2. The Composition of Intracellular Actins

Actin is a major cytoskeletal protein in neurons, and it is uniformly distributed throughout axons and dendrites (Zhang et al., 2013). The actin can be either stable or dynamic. Stable actins underlie specialized cellular structures whereas dynamic actins mediate various types of cellular processes (Hoffman et al., 2011). Actin dynamics is involved in many physiological functions such as spine formation, long-term potentiation, vesicle transport, enzyme translocation, and ATP cycle (Minamide et al., 2000).

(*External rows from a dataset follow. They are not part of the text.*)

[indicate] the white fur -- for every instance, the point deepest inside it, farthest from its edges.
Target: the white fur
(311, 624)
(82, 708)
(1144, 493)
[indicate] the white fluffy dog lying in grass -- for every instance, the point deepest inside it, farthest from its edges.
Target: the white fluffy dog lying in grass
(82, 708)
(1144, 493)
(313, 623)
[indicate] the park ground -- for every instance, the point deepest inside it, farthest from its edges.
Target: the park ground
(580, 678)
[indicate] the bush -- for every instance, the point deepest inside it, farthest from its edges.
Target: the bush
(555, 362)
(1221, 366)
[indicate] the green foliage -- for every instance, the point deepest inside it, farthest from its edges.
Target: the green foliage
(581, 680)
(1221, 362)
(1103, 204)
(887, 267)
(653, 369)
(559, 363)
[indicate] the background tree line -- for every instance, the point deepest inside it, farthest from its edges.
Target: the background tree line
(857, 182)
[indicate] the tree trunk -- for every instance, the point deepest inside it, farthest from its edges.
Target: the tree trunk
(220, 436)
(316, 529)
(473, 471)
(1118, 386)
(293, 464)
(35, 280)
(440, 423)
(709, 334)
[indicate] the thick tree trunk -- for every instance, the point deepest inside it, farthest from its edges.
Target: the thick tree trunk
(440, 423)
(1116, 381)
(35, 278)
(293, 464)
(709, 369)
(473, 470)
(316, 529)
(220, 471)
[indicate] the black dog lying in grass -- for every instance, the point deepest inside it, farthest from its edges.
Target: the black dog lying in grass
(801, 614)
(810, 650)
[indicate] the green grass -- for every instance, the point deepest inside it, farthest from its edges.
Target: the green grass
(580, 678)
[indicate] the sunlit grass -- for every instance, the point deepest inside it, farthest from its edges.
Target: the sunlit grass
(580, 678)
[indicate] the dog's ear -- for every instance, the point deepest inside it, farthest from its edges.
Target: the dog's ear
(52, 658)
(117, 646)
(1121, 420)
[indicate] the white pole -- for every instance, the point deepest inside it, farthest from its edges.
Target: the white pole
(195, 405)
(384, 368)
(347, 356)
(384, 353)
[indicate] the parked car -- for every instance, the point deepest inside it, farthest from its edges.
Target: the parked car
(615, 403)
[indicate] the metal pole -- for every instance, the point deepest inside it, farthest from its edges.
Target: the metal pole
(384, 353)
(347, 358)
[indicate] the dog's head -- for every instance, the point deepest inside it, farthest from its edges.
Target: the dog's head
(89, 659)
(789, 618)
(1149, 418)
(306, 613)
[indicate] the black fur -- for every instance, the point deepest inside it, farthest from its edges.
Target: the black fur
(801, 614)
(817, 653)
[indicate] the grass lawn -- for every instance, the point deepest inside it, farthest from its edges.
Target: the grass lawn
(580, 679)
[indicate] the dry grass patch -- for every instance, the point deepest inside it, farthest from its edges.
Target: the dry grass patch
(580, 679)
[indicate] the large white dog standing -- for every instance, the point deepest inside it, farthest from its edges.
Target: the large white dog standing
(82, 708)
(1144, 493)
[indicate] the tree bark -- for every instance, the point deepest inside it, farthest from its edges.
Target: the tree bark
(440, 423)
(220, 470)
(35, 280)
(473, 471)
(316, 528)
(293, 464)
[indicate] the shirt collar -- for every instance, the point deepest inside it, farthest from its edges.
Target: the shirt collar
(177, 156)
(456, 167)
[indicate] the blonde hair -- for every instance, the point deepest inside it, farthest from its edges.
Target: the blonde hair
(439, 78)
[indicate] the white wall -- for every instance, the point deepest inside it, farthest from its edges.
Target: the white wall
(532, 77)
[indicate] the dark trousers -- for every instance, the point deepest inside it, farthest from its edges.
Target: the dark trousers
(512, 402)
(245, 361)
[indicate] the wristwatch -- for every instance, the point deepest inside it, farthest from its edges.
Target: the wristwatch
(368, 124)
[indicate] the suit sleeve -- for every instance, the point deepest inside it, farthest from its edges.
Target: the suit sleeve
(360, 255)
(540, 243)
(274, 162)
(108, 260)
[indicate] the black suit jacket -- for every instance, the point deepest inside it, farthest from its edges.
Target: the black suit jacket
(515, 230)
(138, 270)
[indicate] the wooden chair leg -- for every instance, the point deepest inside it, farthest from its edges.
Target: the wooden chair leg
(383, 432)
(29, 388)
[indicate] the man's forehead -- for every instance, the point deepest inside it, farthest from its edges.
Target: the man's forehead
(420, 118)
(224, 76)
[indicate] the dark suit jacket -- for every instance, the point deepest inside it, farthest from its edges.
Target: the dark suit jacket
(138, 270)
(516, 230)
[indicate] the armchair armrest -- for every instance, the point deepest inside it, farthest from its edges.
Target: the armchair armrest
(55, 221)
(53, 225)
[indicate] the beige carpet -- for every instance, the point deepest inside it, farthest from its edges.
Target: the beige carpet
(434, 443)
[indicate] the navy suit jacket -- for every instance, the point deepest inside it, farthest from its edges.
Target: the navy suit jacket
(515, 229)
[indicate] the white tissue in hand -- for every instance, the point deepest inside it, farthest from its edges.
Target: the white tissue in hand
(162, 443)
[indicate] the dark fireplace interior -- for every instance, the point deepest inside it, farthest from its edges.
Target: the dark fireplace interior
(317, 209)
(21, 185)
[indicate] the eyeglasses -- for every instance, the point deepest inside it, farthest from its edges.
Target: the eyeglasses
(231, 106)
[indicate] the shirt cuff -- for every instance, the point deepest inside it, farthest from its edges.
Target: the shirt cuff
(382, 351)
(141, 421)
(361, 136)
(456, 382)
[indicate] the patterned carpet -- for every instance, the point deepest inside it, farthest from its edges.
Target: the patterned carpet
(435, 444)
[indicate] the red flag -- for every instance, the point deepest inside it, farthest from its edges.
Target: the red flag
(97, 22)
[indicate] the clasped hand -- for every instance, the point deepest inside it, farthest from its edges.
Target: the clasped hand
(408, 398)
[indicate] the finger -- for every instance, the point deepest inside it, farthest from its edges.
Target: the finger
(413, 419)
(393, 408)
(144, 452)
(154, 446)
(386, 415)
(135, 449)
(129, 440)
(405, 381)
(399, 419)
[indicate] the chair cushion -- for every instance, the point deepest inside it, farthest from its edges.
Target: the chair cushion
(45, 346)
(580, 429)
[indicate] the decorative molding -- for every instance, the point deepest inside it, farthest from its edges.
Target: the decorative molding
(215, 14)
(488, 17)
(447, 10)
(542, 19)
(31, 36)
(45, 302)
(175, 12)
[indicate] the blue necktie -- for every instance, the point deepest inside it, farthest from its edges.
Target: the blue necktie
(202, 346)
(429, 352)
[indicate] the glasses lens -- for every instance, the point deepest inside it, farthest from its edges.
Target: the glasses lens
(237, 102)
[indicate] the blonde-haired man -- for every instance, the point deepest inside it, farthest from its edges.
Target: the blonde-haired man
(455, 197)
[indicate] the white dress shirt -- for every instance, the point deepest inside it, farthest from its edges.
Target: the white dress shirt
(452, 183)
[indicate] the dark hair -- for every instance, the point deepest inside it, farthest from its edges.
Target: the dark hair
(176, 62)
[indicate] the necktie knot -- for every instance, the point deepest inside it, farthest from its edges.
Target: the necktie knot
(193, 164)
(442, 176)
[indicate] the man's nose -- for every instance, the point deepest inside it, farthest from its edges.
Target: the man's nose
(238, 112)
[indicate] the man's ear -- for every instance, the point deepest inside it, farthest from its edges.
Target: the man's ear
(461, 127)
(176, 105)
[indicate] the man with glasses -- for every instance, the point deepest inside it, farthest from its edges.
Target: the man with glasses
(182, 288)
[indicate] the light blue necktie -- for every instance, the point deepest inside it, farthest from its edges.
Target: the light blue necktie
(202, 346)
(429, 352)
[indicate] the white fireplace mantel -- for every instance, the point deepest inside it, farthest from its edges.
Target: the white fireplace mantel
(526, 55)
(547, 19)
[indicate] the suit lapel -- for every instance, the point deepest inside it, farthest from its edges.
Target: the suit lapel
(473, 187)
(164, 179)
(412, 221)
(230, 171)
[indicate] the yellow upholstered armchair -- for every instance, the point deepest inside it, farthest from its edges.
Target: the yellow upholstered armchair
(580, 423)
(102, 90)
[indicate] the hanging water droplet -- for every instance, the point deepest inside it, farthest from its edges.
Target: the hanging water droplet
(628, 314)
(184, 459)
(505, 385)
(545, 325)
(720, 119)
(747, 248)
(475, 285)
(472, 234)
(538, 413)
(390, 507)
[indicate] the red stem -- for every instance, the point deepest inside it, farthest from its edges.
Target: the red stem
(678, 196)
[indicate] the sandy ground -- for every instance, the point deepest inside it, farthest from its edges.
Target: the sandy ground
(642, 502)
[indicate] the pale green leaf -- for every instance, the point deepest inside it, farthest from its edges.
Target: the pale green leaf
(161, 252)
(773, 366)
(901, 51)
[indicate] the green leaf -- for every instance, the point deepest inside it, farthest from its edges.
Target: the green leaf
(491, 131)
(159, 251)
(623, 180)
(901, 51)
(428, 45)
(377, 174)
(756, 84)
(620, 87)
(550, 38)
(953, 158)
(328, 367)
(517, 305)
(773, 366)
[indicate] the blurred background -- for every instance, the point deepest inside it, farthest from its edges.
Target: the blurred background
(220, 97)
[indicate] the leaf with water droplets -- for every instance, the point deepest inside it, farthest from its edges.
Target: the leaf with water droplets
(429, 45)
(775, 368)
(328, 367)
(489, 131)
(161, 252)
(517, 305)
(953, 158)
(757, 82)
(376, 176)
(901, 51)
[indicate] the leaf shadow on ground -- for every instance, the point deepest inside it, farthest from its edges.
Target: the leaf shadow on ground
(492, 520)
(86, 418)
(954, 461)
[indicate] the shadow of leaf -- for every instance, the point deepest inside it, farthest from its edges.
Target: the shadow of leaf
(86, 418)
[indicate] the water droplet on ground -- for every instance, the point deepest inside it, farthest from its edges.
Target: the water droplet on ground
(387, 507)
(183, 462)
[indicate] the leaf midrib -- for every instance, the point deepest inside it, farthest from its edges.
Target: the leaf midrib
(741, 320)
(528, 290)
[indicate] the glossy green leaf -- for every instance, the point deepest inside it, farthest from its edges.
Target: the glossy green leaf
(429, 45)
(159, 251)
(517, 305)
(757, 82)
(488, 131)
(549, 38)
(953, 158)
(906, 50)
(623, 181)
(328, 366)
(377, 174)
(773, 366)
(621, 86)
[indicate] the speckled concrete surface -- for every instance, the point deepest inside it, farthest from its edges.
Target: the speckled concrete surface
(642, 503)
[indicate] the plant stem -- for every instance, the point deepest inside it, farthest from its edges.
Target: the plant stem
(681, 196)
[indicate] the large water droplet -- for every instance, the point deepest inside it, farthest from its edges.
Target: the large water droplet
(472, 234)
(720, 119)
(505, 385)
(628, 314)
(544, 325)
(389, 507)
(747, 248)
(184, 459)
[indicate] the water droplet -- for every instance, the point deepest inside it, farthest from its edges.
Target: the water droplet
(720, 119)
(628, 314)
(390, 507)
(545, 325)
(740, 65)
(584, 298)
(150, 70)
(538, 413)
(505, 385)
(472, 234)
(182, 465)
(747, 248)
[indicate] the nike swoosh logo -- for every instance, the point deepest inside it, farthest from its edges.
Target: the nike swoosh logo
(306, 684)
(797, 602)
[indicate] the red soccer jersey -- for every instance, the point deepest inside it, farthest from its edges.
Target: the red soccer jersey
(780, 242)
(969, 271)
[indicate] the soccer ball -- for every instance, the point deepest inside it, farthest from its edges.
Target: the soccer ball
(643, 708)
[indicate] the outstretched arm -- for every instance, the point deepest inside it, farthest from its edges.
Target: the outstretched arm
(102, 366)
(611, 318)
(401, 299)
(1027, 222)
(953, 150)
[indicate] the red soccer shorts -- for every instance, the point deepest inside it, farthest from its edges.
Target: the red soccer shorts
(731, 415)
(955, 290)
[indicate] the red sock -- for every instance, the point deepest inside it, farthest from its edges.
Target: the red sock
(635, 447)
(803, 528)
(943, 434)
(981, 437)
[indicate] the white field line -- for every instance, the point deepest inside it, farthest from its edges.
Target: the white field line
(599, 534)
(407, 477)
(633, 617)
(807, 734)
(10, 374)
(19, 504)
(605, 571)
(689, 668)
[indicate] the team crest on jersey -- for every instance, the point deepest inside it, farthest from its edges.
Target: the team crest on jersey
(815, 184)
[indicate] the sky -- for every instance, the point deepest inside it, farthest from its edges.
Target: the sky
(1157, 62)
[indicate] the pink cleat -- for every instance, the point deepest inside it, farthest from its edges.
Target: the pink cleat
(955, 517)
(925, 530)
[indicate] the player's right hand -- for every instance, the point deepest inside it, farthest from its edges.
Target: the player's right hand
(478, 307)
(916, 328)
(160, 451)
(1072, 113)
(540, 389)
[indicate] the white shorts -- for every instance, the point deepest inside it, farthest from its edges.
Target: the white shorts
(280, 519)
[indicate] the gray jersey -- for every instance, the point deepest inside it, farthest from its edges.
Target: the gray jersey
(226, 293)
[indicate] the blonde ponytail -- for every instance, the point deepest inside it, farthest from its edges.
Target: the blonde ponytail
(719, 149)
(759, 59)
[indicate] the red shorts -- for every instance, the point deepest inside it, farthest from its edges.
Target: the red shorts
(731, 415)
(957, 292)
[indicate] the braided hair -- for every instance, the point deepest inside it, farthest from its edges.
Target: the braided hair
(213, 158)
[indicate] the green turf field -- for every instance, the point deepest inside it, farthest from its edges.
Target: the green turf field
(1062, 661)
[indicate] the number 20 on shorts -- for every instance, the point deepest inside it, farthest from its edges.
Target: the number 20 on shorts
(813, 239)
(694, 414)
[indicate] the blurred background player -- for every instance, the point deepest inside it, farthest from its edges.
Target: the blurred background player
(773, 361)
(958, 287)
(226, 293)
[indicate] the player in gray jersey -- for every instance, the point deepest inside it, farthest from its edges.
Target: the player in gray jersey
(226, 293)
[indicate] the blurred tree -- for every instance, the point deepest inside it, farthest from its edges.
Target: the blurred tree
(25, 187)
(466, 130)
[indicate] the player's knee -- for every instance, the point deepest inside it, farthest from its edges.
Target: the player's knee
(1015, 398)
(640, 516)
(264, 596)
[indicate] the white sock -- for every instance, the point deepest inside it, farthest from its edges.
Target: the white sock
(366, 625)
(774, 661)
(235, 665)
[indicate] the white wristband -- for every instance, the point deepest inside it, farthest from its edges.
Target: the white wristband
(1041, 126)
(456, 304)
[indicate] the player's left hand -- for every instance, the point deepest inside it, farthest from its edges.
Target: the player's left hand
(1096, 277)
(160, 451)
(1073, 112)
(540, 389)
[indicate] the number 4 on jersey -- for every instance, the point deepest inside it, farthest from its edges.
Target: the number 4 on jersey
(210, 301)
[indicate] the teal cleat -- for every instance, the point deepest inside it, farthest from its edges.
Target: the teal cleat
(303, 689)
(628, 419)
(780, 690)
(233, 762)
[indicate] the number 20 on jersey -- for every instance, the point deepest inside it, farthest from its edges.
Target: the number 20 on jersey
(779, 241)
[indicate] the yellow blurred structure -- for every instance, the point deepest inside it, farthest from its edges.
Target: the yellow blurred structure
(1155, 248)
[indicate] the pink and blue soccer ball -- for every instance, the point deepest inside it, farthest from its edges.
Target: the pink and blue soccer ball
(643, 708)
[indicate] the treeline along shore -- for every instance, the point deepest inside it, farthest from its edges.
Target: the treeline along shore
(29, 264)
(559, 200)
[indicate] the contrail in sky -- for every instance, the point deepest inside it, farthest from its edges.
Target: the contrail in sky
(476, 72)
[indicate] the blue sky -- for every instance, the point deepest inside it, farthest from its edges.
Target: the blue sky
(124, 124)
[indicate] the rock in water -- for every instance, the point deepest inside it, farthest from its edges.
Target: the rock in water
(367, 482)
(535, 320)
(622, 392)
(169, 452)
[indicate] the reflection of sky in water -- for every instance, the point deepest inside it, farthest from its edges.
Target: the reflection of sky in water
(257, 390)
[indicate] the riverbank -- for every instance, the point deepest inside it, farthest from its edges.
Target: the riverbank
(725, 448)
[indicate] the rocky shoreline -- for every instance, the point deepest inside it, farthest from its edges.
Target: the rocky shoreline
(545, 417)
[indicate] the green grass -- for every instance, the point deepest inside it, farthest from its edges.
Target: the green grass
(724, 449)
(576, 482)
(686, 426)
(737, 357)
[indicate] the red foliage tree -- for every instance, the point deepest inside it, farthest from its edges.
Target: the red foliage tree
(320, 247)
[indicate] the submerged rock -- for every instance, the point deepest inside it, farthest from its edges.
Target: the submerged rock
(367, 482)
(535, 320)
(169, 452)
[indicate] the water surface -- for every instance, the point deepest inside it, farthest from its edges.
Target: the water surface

Actin has two forms found in neurons: monomer form-globular actin (G-actin) and polymer form-filamentous actin (F-actin) (Suurna et al., 2006). F-actin forms a two-stranded asymmetrical helical structure which allows for different binding specificities at each end. One end is termed the “barbed end” or positive end, while the other end is called “pointed end” or minus end (Evans et al., 2007). The balance of F-actin and G-actin is in a constant flux, which can be attributed to actin treadmilling. New G-actin monomer is preferentially added to the barbed end of F-actin polymer and older G-actin monomer is removed from the pointed end (Ando et al., 2013). The rate of F-actin assembly and disassembly will reach a steady state when the concentration of free G-actin monomers decreases to a critical level (Bennett et al., 2011).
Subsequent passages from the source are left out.